Isolation and characterization of Df(1)BSC352
Stacey Christensen and Kevin Cook
Bloomington Stock Center
Indiana University
Df(1)BSC352 was isolated as a FLP recombinase-induced recombination event involving PBac{WH}f06492 and P{XP}CrebB-17Ad01424. The deletion was isolated as a chromosome lacking miniwhite markers in progeny of PBac{WH}f06492/P{XP}CrebB-17Ad01424; MKRS, P{hsFLP}86E/+ females crossed to Binsinscy/Y males.
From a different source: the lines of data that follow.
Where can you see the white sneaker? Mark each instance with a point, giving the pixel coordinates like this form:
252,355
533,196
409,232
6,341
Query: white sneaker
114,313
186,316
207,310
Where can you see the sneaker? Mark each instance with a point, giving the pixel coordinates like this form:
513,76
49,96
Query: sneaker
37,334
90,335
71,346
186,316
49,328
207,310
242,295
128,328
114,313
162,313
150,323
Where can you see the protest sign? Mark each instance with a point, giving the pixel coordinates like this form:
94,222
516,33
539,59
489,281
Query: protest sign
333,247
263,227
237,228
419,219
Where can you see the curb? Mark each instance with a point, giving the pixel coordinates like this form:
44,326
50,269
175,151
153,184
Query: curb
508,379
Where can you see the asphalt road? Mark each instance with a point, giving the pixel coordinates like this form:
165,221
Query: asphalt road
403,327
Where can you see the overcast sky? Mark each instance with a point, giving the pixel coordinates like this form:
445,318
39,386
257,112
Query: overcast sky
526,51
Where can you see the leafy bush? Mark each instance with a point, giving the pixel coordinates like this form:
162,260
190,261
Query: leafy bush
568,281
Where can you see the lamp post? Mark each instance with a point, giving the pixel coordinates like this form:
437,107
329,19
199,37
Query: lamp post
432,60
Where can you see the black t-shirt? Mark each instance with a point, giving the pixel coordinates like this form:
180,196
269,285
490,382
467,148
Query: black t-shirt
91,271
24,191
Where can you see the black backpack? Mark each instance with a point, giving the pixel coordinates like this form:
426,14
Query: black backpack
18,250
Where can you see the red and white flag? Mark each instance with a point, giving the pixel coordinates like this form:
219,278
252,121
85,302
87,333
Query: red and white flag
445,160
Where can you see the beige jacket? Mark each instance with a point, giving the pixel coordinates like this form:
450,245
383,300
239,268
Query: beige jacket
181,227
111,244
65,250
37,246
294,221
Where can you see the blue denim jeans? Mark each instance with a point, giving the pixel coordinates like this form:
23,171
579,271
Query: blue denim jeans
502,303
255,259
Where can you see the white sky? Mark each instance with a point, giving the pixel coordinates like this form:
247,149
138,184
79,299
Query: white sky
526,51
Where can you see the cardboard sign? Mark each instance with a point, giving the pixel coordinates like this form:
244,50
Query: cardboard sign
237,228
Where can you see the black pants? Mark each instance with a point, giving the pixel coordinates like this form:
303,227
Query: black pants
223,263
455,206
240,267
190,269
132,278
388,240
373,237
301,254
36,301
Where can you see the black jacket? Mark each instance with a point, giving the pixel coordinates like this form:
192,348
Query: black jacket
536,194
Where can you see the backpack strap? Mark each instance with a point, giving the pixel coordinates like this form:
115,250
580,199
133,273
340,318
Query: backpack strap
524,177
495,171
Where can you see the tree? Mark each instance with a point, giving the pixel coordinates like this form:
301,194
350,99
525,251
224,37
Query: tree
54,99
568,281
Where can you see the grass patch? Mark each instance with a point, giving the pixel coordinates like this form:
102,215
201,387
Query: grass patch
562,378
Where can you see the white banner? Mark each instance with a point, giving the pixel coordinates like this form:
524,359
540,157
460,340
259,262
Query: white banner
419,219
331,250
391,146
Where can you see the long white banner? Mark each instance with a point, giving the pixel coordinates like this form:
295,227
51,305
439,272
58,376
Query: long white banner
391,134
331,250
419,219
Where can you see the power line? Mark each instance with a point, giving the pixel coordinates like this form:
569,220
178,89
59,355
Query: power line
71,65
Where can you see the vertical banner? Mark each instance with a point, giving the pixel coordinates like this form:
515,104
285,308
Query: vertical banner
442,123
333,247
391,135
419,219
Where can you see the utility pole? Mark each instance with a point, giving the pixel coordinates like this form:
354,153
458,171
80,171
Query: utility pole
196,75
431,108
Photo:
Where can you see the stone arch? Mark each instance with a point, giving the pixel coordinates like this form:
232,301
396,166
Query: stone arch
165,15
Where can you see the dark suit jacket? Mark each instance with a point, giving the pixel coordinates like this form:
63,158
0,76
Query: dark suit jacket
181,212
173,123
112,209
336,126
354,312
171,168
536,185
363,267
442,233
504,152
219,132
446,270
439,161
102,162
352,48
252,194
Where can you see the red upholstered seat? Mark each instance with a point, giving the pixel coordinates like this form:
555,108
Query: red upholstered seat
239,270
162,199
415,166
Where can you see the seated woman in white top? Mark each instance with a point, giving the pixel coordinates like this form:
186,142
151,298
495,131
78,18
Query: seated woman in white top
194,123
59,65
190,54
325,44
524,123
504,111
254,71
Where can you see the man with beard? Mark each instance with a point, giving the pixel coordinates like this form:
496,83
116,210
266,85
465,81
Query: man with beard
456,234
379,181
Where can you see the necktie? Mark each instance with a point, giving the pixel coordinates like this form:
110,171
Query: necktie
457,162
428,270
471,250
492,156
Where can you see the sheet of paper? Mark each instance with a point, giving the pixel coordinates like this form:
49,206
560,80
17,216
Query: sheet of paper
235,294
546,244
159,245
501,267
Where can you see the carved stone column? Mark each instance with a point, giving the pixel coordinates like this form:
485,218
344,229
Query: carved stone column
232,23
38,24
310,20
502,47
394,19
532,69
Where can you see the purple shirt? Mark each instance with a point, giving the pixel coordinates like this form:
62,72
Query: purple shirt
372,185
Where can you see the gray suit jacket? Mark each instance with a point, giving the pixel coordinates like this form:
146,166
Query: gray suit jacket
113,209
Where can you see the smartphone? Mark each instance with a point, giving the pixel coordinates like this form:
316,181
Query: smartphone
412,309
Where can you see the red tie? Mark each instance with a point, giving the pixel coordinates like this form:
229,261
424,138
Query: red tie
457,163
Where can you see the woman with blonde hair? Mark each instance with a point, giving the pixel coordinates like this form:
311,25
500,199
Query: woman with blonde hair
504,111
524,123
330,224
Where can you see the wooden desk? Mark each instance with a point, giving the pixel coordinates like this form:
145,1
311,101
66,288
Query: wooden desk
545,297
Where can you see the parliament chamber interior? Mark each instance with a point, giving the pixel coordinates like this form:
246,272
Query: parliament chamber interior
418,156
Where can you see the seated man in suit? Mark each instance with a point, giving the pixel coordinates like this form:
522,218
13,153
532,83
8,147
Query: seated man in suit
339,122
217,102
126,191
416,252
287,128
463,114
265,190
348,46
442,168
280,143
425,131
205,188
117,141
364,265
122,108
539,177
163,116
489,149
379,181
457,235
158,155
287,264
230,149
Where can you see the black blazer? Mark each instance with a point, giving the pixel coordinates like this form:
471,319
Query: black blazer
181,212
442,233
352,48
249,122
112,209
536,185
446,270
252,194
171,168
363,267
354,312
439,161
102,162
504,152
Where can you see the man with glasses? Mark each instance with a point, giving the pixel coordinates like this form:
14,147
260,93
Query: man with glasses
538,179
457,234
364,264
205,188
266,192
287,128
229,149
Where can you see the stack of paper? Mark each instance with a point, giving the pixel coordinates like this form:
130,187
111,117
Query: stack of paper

These females were heat shocked as larvae as described in Parks et al., Nature Genetics 36: 288-292, 2004 (FBrf0175003). This cross and crosses in preceding and succeeding generations maintained the original genetic background of the Exelixis insertion stocks (Thibault et al., Nature Genetics 36: 283-287, 2004; FBrf0175002). The recombination event generated the genetic element P+PBac{XP5.WH5}BSC352 from the segment of PBac{WH}f06492 to the left of its FRT site and the segment of P{XP}CrebB-17Ad01424 to the right of its FRT site. Its presence was verified using the PCR methods and primers described in Parks et al. Exelixis, Inc. determined the insertion site of PBac{WH}f06492 to be at Release 3 genomic coordinate 17848426 on chromosome 1. This corresponds to 16F7 on both the Release 3 and 5 genome maps. The predicted position of P{XP}CrebB-17Ad01424 on the Release 5 map is 17A8. Consequently, the cytological breakpoints of Df(1)BSC352 are predicted to be 16F7;17A8. It failed to complement oso. Df(1)FDD-0383177 is a synonym for Df(1)BSC352.